Следуя советам Рашид ад-дина, Газан-хан провел серию реформ, направленных на прекращение произвола кочевников, уничтожение злоупотреблений откупщиков налогов, на восстановление хозяйства и облегчение положения крестьян. Был проведен земельный кадастр и установлены точные размеры податей для каждого крестьянского хозяйства, податные росписи деревень были вырезаны на медных досках и укреплялись на стенах мечетей, сборщикам категорически запрещалось брать с крестьян больше, чем указано в ведомостях.

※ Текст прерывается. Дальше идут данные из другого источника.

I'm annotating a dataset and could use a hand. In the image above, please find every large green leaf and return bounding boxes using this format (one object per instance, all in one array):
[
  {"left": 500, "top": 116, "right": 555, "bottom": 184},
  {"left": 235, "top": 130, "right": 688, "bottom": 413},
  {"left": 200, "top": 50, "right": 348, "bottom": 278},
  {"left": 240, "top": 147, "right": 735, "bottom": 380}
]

Практика выдачи бератов была отменена, и отныне все собранные налоги отправлялись в казну; был налажен строгий учет и контроль, так что средств стало поступать вдвое больше, чем прежде числилось в ведомостях, но не поступало. Была отменена повинность по содержанию ямских станций, снижены размеры «тамги»[1810]. Принимались меры по прекращению грабежей кочевниками мирного населения, после отмены постойной повинности «дом, который раньше стоил сто динаров, не отдавали и за тысячу динаров»[1811]. Было запрещено противное мусульманскому праву ростовщичество; нуждающимся крестьянам выдавали семенное зерно, предоставляли рабочий скот и домашнюю птицу[1812]. «Снова образовался семенной запас, райатам достается в два раза больше дохода, и они окрепли, – свидетельствует Рашид ад-дин. – Распространилось благосостояние, и объявилась дешевизна»[1813].

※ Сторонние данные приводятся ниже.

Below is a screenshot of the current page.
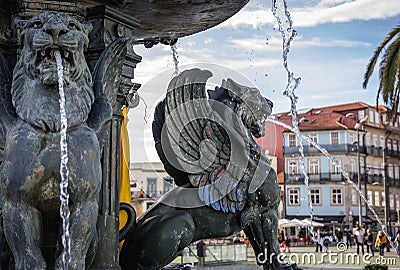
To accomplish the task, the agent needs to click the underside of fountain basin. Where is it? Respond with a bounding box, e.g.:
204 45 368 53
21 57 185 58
0 0 249 40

Газан-хан и Рашид ад-дин организовали обширные работы по восстановлению ирригационной системы. Было проведено несколько крупных каналов; «Верхний Газанов канал» позволил оросить земли, которые давали 100 тыс. тагаров (около 30 тыс. тонн) зерна. Канал, проложенный в окрестностях Диабекира, имел длину 160 км, на его строительстве было занято 20 тыс. человек, после прокладки канала на его берегах было основано 14 селений[1814]. В городах также велось значительное строительство, новые столицы ханов, Тебриз и Султанийэ, украсились многочисленными дворцами и мечетями. Рашид ад-дин построил в Тебризе большой квартал, где было 30 тыс. домов, 24 караван-сарая, множество ремесленных мастерских. Стена, возведенная вокруг города, имела длину 24 км – судя по занимаемой площади, Тебриз был одним из крупнейших городов Средневековья[1815]. «В настоящее время во всех владениях люди заняты приведением земель в цветущее состояние», – писал Рашид ад-дин[1816].

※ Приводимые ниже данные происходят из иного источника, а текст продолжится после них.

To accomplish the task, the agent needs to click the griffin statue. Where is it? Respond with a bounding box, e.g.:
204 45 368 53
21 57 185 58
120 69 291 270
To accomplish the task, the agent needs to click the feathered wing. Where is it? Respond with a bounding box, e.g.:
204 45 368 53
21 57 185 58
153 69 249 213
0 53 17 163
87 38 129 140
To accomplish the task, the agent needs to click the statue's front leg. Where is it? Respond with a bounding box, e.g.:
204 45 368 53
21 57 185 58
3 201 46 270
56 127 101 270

Великий историк не удержался от преувеличений при описании результатов своих реформ. Конечно, положение крестьян стало намного лучше, но налоги оставались тяжелыми. Основной налог, харадж, составлял до 60% урожая – больше, чем в период после арабского завоевания. Сохранялось введенное ранее прикрепление крестьян к земле. Крестьянский надел назывался «джуфтом», «плужным участком», и составлял в среднем 6-7 га. Для вспашки использовались большие плуги, в которые зачастую запрягали две-три пары быков; как в древнем Двуречье такие плуги обслуживались артелью из трех-четырех человек. Одной семье было не под силу содержать такую запряжку, поэтому крестьяне объединялись в маленькие кооперативы из 6-7 семей и вели хозяйство совместно[1817].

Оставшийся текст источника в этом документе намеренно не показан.